During the game, a foul was called on the boy who was guarding me. This prompted the Cherry Road mother to stand, point at me and scream that the official had made a bad call. My mother took this as a derogatory comment about her son. Suddenly, a loud argument erupted in the stands, and in the middle of that argument was my mother, who was certain her perfect Jackie couldn’t have done anything wrong.

It took awhile for my mother to get over the embarrassment, but for years afterward that incident was the source of many laughs.

BUT LIFE isn't all sports. Some of those children in movies and TV shows are pouting because a parents can't attend a play or a concert or a spelling bee. Again, my take on this is quite the opposite because of my life experience, which includes taking piano lessons for five years, and performing in at least four recitals, which required my parents' attendance.

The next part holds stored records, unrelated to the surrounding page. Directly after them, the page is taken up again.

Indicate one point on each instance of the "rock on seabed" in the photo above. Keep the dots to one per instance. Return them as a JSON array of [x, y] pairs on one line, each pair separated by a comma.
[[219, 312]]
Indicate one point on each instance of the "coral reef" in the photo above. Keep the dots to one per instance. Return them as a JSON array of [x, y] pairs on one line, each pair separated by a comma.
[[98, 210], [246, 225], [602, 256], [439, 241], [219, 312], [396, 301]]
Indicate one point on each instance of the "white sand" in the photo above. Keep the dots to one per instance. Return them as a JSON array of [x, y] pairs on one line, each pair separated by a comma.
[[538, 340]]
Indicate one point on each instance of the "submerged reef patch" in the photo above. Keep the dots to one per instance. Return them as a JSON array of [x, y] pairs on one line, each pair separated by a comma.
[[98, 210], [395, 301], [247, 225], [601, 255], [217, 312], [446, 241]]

Playing in front of my parents wasn't an issue — like it or not, my mother was punished by my practicing every day, my father usually escaping because I practice before he'd come home from work. But playing in front of other parents rattled me. And it seemed the longer I took lessons, the worse I became. You could chart my regression by the recital programs. Each year my name and selection appeared earlier in the program than the year before, and the students who followed me were younger and younger. Finally, I convinced my mother to put a merciful end to her Frédéric Chopin experiment.

In high school, I joined friends in comedy skits for an annual variety show, but I don't recall parents being invited to attend. The certainly wasn't the case when my children went to school. From kindergarten through high school, every event that featured student performances was open to parents who were encouraged to attend. These events included annual concerts at the elementary school.

These concerts included students learning to play the violin via a method created by Japan's Shinichi Suzuki. I think he modeled his method after the Infinite Monkey Theorem; you know, an infinite number of monkeys given an infinite number of typewriters and an infinite amount of time eventually will produce all the works of Shakespeare.

As far as I could determine, Suzuki believed if a child ran a bow over the strings long enough, a song would emerge. But the result at my children' school was a few minutes of discordant noise. The program always had the young violinists playing four or five songs, all of them sounding like "Baa Baa Black Sheep."

And if my children wanted me there, I'm sure the only reason was the satisfaction of knowing the torture of another Suzuki performance was a shared experience.